Pergunta

I am working on creating an administration menu within WordPress for a plugin. I have successfully registered the menu using add_menu_page() and it shows in the sidebar as expected. I have also added a couple of sections within the menu using add_submenu_page().

It appears that WordPress (running 3.05) is not correctly indicating which menu item should be activated as "current".

When I add a test page to the main Dashboard menu this is what I see:

http://dl.dropbox.com/u/3019972/wp-screen1.png

As you can see the current page is visually correct within the menu and is given a class of "current". However on my own menu it looks like this:

http://dl.dropbox.com/u/3019972/wp-screen2.png

In this example I would expect "Dashboard" to be highlighted.

Is this simply a WordPress bug? or do I need to provide special code to make this work within my own menu?

Updated with code examples

The code I am using for adding and creating menus looks like this:

add_action('admin_menu','my_admin_menu');

function my_admin_menu() {

// this test works as expected
// add_submenu_page( 'index.php', 'test', 'test', 'read', 'admin.php?page=plugin-dashboard','my_pluggin_dashboard' );

// my main menu menu    
add_menu_page(__('My Plugin', 'myplugin'),__('My Plugin', 'myplugin'), 'edit_posts','admin.php?page=plugin-dashboard','my_plugin_dashboard','icon');

// dashboard submenu - this fails to highlight with current
add_submenu_page('admin.php?page=plugin-dashboard', __('Dashboard','myplugin'), __('Dashboard','myplugin'), 'edit_posts', 'admin.php?page=plugin-dashboard', 'my_plugin_dashboard' );

// settings submenu - this fails to highlight with current
add_submenu_page('admin.php?page=plugin-dashboard', __('Settings','myplugin'), __('Settings','myplugin'), 'manage_options', 'admin.php?page=my-plugin-settings', 'my_plugin_settings' );

}

I have commented the code that works and the code that does not behave as I expect.

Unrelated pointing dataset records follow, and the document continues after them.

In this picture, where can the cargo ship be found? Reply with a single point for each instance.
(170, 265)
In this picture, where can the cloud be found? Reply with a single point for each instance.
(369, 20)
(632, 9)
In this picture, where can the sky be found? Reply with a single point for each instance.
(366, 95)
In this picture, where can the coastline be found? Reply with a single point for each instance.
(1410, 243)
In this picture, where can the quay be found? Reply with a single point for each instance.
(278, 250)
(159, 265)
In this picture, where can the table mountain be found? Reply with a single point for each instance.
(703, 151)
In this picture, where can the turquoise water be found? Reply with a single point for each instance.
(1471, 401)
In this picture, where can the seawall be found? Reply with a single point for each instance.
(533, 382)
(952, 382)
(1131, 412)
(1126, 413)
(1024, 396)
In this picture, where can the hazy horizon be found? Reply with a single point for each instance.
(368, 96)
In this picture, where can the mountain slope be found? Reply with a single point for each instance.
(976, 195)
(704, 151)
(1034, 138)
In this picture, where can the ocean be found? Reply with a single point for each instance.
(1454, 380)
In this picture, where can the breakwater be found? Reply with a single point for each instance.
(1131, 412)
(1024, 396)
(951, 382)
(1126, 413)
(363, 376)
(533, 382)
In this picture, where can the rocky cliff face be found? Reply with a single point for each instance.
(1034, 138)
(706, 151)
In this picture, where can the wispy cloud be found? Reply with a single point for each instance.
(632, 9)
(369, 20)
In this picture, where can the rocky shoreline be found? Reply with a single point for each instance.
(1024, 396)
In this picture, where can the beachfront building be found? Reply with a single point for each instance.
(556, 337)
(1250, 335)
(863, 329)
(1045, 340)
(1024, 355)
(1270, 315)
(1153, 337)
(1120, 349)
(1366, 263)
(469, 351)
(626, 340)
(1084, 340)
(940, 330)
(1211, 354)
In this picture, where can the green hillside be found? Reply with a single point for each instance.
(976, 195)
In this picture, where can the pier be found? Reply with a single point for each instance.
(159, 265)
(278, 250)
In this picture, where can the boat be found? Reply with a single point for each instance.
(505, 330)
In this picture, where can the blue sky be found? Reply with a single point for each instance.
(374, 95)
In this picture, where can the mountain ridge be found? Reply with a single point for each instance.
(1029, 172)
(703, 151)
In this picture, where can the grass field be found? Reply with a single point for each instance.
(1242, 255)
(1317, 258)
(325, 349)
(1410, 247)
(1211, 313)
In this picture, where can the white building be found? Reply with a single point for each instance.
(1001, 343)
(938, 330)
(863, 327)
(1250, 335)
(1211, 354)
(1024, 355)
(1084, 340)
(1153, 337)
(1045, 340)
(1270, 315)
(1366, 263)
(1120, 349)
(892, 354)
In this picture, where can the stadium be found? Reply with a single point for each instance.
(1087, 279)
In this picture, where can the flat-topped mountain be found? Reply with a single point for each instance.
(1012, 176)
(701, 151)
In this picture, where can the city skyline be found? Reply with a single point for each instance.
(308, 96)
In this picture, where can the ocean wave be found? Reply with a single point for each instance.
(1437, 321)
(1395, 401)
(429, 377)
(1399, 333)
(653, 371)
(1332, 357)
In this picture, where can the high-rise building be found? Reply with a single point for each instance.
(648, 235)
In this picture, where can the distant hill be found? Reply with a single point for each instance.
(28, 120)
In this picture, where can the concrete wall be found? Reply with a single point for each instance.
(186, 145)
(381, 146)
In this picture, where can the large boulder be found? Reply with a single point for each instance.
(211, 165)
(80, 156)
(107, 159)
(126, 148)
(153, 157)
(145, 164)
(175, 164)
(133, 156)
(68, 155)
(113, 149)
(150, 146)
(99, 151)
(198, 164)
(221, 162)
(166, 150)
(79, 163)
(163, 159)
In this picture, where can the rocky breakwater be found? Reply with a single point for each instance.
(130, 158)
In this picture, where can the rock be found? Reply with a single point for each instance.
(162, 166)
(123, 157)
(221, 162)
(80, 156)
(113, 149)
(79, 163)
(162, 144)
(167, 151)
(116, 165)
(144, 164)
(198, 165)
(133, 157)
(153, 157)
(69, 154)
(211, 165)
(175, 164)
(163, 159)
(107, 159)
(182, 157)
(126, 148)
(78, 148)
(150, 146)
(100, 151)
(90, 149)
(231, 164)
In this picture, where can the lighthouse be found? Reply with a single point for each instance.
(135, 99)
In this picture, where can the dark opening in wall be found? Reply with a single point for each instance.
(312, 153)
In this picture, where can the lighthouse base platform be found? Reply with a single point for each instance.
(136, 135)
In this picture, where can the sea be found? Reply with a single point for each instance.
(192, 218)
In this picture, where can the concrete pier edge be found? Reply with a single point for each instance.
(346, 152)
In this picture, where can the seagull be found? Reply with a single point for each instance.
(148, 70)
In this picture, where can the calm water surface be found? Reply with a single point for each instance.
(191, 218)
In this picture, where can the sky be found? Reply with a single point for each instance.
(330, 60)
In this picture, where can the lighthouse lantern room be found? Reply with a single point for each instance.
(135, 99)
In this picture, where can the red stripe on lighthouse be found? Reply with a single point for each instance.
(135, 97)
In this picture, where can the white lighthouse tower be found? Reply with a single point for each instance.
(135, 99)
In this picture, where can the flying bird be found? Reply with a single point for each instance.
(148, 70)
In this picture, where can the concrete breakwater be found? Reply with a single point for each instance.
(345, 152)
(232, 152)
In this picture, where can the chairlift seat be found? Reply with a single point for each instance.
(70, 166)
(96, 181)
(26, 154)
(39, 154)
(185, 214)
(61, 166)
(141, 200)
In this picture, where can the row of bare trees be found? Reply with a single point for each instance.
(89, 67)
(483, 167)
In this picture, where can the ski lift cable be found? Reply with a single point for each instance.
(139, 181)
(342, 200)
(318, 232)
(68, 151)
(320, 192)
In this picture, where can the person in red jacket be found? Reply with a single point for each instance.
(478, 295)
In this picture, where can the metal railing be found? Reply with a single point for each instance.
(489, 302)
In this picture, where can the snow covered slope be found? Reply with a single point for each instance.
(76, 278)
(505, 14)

Thanks for your comments.

Foi útil?

Solução

Try this:

add_menu_page(__('My Plugin', 'myplugin'),__('My Plugin', 'myplugin'), 'edit_posts','my-plugin-dashboard','my_plugin_dashboard','icon');

// dashboard submenu - this fails to highlight with current
add_submenu_page('my-plugin-dashboard', __('Dashboard','myplugin'), __('Dashboard','myplugin'), 'edit_posts', 'my-plugin-dashboard', 'my_plugin_dashboard' );

// settings submenu - this fails to highlight with current
add_submenu_page('my-plugin-dashboard', __('Settings','myplugin'), __('Settings','myplugin'), 'manage_options', 'my-plugin-settings', 'my_plugin_settings' );

Essentially: don't use full page links with admin.php?... as the page slug. Especially if you are passing callbacks, just use a slug, not a page address.